La montée en puissance de l’arsenal nucléaire chinois
La montée en puissance de l’arsenal nucléaire chinois
La fin de la Guerre froide avait fait oublier aux Européens le risque d’apocalypse lié aux armes nucléaires, un sujet qui faisait autrefois partie intégrante de leur quotidien. Cependant, les récentes menaces du président russe, notamment avec l’invasion de l’Ukraine, ont brutalement réintroduit cette inquiétude. Ce n’est pas le seul signe d’un basculement vers une nouvelle ère. La bipolarité russo-américaine est remise en cause par la Chine, dont l’arsenal nucléaire ne cesse de croître dans l’ombre. De nouvelles puissances nucléaires émergent : la Corée du Nord est déjà dans le jeu, tandis que l’Iran pourrait le faire à tout moment, et d’autres États pourraient suivre, considérant cela comme le seul moyen d’assurer leur survie.
En 1964, Stanley Kubrick a titré son célèbre film Docteur Folamour ou : comment j’ai appris à ne plus m’en faire et à aimer la bombe. Ce concept d’un « fol amour » influence à nouveau le monde et complexifie les relations de pouvoir entre les États.
Un arsenal en pleine expansion
Des couches de roseaux et de terre, mélangées à du gravier, recouvertes d’argile. Au Gansu, les touristes peuvent admirer le secteur le plus occidental de la Grande Muraille, qui remonte à plus de deux millénaires. Pourtant, ils auront du mal à s’approcher d’une autre construction militaire impressionnante qui se trouve dans cette vaste province désertique. Près de Yumen, la Chine a construit, au début de la décennie, un champ de plus de 120 silos conçus pour abriter ses missiles nucléaires intercontinentaux DF-41, dont la portée de plus de 12 000 kilomètres menace des villes comme Los Angeles et Washington.
Ces silos ne sont pas les seuls réalisés ces dernières années. Un autre champ, situé près de Hami au Xinjiang, en compte 110, tandis qu’un troisième en compte 90, près de Yulin, en Mongolie-Intérieure. Cela représente plus de 320 silos, contre une vingtaine en 2020, ce qui dépasse le nombre existant en Russie. Des experts indépendants de la Fédération des scientifiques américains (FAS) ont suivi, grâce à des images satellites, l’évolution de ces chantiers, protégés par des dômes gonflables contre les intempéries et les regards indiscrets. Ils ont constaté un « quadrillage presque parfait », avec des silos espacés de trois kilomètres, une distance stratégique qui limite les pertes en cas de frappe nucléaire.

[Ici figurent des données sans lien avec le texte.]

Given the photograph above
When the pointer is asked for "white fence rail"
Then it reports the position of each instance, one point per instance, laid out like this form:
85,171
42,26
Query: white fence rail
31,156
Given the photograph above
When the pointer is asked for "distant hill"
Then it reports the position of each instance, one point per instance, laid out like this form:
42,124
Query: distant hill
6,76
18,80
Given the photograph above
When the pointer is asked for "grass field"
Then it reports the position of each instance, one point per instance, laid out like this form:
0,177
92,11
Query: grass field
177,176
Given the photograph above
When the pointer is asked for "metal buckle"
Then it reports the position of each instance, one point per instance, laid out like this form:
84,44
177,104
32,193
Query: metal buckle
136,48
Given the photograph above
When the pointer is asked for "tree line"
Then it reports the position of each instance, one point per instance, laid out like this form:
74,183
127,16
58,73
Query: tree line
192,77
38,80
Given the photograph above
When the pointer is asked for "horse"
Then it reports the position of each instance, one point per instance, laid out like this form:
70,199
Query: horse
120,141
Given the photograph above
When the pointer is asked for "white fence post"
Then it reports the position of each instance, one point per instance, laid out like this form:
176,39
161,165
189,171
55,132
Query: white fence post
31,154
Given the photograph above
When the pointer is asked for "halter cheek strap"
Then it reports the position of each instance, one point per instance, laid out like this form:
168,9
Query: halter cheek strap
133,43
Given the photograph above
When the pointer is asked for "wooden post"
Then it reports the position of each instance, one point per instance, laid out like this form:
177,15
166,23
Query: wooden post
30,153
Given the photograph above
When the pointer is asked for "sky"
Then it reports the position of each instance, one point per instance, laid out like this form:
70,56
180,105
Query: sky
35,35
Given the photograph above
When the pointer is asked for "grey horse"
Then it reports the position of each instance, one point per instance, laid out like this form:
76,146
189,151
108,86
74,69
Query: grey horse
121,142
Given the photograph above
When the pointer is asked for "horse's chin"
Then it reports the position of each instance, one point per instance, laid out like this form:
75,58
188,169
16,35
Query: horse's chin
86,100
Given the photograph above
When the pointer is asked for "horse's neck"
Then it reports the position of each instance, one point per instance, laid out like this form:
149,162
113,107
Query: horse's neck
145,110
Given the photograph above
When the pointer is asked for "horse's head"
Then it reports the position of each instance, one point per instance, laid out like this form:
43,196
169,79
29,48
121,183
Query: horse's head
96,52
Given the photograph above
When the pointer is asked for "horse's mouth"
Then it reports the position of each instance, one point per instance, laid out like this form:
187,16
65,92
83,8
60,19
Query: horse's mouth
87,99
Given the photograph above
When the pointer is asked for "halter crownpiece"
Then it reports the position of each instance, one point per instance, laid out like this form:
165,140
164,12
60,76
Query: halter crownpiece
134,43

D’après la Fédération des scientifiques américains, ces images du Xinjiang datant de 2021 montrent des silos nucléaires en construction.

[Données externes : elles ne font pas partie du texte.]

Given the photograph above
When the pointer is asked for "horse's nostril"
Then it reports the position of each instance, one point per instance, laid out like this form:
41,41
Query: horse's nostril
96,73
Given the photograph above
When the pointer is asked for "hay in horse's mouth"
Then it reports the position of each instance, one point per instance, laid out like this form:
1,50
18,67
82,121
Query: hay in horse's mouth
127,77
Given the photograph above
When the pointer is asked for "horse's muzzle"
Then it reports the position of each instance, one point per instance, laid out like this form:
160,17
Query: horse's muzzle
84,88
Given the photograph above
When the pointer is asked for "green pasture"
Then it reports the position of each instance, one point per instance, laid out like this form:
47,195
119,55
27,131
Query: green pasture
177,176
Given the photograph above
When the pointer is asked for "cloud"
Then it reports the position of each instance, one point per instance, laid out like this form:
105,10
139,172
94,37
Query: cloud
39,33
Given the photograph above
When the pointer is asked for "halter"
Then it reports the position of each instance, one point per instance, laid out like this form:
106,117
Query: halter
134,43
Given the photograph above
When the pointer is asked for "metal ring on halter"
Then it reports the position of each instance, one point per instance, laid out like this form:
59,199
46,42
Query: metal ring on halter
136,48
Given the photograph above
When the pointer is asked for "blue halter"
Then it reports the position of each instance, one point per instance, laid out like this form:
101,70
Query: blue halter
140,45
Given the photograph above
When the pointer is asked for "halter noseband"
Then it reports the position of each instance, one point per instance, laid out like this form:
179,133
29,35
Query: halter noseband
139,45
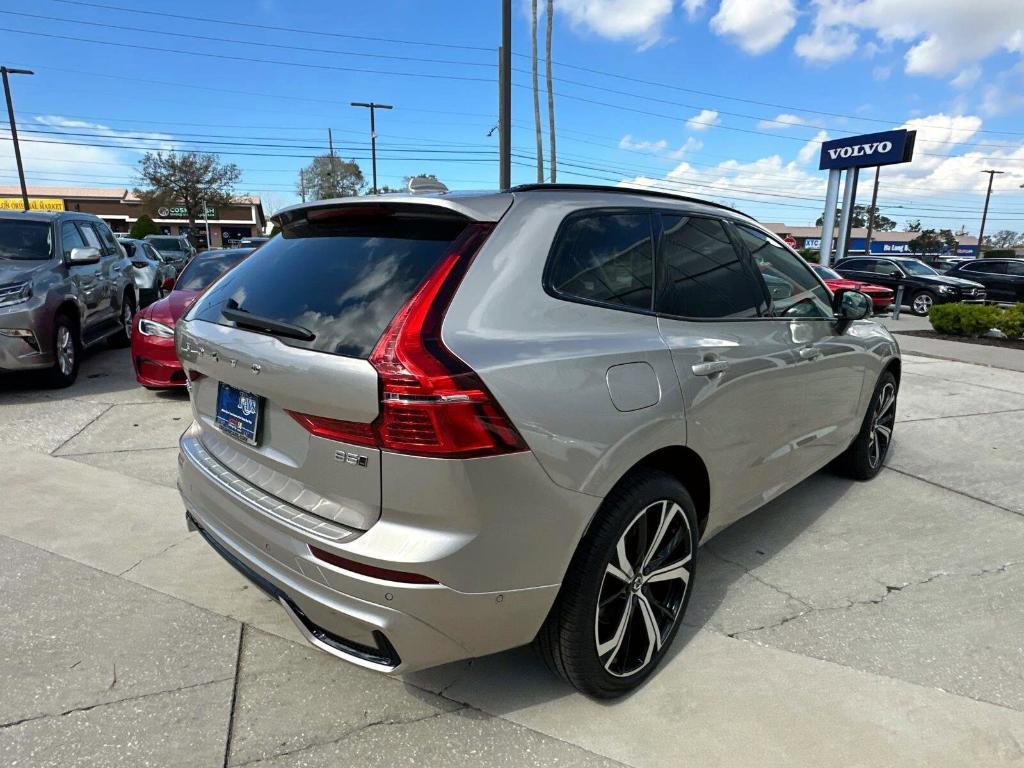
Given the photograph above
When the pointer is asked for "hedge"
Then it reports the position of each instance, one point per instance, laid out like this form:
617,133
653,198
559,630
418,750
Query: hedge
977,320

Une dynamique préoccupante
Portée par l’ambition de devenir la première puissance mondiale, la Chine développe de manière significative son arsenal nucléaire. Un rapport du Congrès américain évalue qu’elle possède déjà plus de 500 têtes nucléaires opérationnelles et devrait franchir le cap des 1 000 d’ici 2030. Cela représenterait un triplement de ses capacités en seulement dix ans. À cela s’ajoute une composante navale qui pourrait inclure jusqu’à huit sous-marins nucléaires lanceurs d’engins JL-3.
Officiellement, la Chine maintient que sa doctrine reste inchangée depuis soixante ans, affirmant un principe de « non-emploi en premier » d’une arme nucléaire favorisant une posture strictement défensive. Néanmoins, pour certains analystes, cette stratégie de dissuasion dissociée pourrait être en train d’évoluer. Hans Kristensen, directeur de la FAS, souligne qu' »une expansion aussi significative annonce un changement de posture ». Il devient complexe de déterminer le sens de cette évolution, le programme de développement nucléaire chinois avançant dans l’opacité totale.

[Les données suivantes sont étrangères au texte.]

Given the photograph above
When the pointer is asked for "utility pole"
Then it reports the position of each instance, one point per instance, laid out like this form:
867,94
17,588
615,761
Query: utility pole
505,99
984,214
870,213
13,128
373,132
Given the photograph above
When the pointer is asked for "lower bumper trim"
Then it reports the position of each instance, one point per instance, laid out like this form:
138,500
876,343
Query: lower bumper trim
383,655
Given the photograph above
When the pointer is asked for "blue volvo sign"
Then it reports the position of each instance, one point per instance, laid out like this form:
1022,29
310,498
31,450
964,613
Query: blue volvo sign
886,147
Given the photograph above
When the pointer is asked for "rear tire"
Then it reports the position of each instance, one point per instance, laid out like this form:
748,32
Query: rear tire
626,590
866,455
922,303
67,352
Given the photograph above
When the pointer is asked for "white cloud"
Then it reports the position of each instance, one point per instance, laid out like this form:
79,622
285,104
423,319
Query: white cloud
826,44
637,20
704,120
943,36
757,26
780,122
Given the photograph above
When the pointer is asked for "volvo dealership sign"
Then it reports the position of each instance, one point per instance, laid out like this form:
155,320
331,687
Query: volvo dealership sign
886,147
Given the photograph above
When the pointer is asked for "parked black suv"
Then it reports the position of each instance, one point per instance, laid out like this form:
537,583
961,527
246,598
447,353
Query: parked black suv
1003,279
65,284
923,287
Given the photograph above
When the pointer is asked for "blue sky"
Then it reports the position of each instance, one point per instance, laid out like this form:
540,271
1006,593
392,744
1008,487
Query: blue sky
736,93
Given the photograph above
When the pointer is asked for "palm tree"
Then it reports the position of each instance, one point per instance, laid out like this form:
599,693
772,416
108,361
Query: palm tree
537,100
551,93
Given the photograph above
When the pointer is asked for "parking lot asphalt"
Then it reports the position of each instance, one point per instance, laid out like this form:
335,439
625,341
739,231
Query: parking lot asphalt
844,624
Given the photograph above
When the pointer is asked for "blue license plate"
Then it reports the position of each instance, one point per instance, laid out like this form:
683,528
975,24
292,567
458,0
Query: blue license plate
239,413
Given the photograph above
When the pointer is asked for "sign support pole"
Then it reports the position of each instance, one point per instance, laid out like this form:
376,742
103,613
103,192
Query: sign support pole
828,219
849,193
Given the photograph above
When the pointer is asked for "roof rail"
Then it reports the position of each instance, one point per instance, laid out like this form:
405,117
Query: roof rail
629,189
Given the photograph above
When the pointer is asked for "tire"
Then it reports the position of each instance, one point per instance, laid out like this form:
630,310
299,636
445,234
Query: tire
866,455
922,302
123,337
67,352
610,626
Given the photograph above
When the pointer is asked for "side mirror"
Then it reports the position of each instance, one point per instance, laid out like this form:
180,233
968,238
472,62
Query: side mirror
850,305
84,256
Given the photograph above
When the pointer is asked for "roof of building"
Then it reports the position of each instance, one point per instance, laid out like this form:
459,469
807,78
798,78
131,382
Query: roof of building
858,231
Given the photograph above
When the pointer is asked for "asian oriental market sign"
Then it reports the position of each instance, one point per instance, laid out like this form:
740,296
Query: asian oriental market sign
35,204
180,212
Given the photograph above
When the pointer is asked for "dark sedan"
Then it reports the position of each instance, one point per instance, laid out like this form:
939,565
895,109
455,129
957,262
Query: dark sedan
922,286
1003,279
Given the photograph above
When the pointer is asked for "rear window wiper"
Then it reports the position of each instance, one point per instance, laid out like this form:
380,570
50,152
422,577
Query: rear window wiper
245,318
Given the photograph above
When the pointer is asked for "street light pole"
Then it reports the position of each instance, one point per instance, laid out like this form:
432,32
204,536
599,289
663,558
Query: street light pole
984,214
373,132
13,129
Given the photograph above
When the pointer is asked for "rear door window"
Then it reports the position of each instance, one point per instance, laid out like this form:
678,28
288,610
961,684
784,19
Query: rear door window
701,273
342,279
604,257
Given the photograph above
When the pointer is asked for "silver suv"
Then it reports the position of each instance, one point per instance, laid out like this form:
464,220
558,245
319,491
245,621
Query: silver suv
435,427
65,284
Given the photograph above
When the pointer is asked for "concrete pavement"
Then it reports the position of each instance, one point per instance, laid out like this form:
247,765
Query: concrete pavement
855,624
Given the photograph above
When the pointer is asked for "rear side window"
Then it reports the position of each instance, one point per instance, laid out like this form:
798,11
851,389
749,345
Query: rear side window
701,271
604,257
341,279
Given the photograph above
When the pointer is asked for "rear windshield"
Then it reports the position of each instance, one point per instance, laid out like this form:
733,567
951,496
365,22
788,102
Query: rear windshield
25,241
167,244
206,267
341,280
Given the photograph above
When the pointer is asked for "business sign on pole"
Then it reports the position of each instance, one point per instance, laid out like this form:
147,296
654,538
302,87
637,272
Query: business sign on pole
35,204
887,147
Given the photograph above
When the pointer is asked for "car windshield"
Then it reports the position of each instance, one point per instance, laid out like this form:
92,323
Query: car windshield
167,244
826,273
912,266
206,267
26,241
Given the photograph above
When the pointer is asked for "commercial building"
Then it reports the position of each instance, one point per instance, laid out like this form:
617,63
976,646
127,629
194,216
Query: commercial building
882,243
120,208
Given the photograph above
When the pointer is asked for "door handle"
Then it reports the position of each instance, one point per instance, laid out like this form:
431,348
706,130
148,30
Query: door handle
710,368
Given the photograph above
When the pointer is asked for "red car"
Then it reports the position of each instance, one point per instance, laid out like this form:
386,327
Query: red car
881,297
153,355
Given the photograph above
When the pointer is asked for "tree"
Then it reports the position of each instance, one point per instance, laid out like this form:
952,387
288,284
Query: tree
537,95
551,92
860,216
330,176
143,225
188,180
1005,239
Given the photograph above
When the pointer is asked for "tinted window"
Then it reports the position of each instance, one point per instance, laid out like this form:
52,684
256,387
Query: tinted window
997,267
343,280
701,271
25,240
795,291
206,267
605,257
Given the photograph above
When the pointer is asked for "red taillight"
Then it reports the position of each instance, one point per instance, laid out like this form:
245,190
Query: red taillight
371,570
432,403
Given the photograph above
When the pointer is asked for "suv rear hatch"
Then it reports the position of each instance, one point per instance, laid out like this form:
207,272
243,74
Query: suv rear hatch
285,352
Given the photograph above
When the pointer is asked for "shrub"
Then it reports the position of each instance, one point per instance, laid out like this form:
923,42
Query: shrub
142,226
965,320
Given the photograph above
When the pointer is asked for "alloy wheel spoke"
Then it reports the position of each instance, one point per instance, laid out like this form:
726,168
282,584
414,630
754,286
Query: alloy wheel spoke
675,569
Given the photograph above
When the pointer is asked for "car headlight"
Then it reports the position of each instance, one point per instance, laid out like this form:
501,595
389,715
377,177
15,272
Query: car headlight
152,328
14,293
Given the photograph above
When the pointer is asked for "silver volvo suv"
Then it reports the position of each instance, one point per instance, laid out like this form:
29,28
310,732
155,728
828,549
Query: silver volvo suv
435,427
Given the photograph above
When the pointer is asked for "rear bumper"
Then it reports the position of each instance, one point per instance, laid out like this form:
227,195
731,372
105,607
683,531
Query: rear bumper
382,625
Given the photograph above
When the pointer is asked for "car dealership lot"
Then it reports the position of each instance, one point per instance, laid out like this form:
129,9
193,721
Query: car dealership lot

Une réaction face aux menaces
Selon Ankit Panda, spécialiste de la prolifération à la Fondation Carnegie, plusieurs hypothèses peuvent expliquer cette expansion. L’une d’elles suggère qu’après la guerre commerciale initiée par l’administration Trump, la Chine aurait perçu une hausse probable de conflits avec les États-Unis, ce qui l’amènerait à renforcer ses capacités nucléaires. Une autre lecture envisage une volonté de la Chine de lever un niveau de vulnérabilité qu’elle a longtemps accepté.
Cette course aux armements pourrait offrir la possibilité de répondre de manière graduelle en cas de confrontation nucléaire, ou encore dissuader un président américain de provoquer des frappes pour défendre Taïwan.
Le ministre chinois de la Défense, Li Shangfu, lors de la conférence de Shangri-La à Singapour, le 4 juin 2023.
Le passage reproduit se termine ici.